The property assets of the Subsidiaries (the “Properties”) subject to the Disposal are the Posolsky Dvir land plot in Kyiv, a development site intended for a hotel and cultural complex with serviced apartments, and the land plot in Poltava, a development site intended for the construction of a shopping centre, residential complexes, offices and recreational facilities. As at 30 June 2009, the most recent independent valuation of Posolsky Dvir site and the Poltava site indicated net asset values of USD 16.43 million and USD 22.60 million respectively. The Board notes that, since that 30 June 2009 valuation, there has been a very significant deterioration in the Ukrainian property market and that, accordingly, these valuations do not, in the opinion of the Board, represent realistic current values for the properties, as they do not take into account the current depressed state of the property market in the Ukraine nor the outstanding liabilities of the Properties.

As at 30 September 2010, the Subsidiaries, Elite Service LLC and Piaty Element LLC, had, in the Company’s management accounts which have been reviewed by the Board, net liability and net asset values of USD 2.46 million (negative) and USD 1.63 million respectively. As development sites, the Properties are non profit generative and, accordingly, the Board believes that the Disposal will have an immaterial impact on the Company’s ongoing working capital position in the short to medium term.

As announced on 16 June 2010, the Company has not been able to produce audited financial statements for the year ended 31 December 2009 or interim financial statements for the six months ended 30 June 2010 (together, the “Financial Reports”), which is why the Company has used the 30 June 2009 property valuation and the 30 September 2010 management accounts. The Financial Reports are expected to be published, should the Financing complete, shortly after such completion.

Concurrently with execution of the SPAs and the Loan assignment, the Company and Dorvell have executed a put and call option deed (the “P&C”) which enables the Company to re-acquire the Subsidiaries and the Loan on or prior to 30 April 2011, in certain circumstances. In the event that the Financing completes, Dorvell is required to exercise the put option immediately.

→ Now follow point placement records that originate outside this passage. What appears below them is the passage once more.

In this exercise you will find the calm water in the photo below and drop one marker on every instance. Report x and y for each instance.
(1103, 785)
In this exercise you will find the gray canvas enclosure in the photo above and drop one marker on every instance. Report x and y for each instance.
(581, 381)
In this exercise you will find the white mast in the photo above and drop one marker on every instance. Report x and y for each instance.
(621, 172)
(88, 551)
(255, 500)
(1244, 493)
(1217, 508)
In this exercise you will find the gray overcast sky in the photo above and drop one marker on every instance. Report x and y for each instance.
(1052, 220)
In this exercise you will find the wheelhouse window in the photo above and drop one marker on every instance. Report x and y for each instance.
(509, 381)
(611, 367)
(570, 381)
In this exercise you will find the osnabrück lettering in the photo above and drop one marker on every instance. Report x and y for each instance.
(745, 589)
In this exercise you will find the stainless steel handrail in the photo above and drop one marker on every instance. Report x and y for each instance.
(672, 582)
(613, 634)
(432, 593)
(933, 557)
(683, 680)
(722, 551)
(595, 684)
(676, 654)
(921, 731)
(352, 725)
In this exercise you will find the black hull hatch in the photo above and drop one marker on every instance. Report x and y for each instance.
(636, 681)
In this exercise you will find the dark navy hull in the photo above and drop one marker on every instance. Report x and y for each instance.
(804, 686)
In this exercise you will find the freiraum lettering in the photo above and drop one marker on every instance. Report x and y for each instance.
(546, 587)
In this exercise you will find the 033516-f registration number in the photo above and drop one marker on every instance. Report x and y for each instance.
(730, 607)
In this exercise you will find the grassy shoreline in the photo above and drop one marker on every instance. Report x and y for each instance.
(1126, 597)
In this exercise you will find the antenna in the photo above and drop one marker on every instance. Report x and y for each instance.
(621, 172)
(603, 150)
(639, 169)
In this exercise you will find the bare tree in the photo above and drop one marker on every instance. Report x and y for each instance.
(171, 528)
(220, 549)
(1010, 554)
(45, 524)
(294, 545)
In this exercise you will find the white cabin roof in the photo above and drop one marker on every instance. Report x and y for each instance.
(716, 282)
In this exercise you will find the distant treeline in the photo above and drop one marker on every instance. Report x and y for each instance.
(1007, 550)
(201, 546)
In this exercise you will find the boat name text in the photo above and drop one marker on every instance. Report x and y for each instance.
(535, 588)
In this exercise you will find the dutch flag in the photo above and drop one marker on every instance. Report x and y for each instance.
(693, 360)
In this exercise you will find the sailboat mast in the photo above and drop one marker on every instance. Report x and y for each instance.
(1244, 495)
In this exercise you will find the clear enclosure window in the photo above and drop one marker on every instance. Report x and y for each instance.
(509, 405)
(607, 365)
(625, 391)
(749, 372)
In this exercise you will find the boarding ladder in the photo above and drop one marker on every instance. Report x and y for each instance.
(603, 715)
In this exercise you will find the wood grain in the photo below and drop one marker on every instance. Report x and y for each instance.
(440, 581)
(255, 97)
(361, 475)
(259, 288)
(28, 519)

The P&C options are exercisable at pricing levels which are at premia of 30 per cent. and 100 per cent. respectively (the “Premia”) (calculated on an annualised basis) to the Consideration plus certain transaction and other costs, including significant past due lease payments of Piaty Element LLC, incurred by Dorvell during the option period, which are expected to be c. USD 225,000. Accordingly, in monetary terms, the Premia represent maximum payments, in excess of the Consideration, by the Company to Dorvell of c. USD 198,000 in the event that the put option is exercised and c. USD 725,000 in the event that the call option is exercised, as the put and call option has a long stop date of 30 April 2011.

Negotiations between the Company and Renaissance regarding the Financing remain ongoing and further announcements will be made in due course with regard to both the Disposal and the Financing.

Lev Partzkhaladze (Chairman), commenting on the Disposal, said:

 “Given the current market conditions in Ukraine, this transaction initiates a significant milestone in the Company’s rehabilitation. The Board believes that the Disposal, combined with the P&C option, represents the best outcome for XXI Century as it should ensure the Company has sufficient funds to continue to operate until completion of the proposed Financing with Renaissance, publication of the Financial Reports and the resultant lifting of the Company’s current suspension from trading on AIM.”

Jaroslav Kinach (Board Director) further commented:

“This sale combined with the put and call option allows XXI Century to meet its pressing payment obligations, whilst retaining the Company’s ability to maintain the integrity of its asset portfolio in the event that a wider restructuring of the Company completes in the very near term.”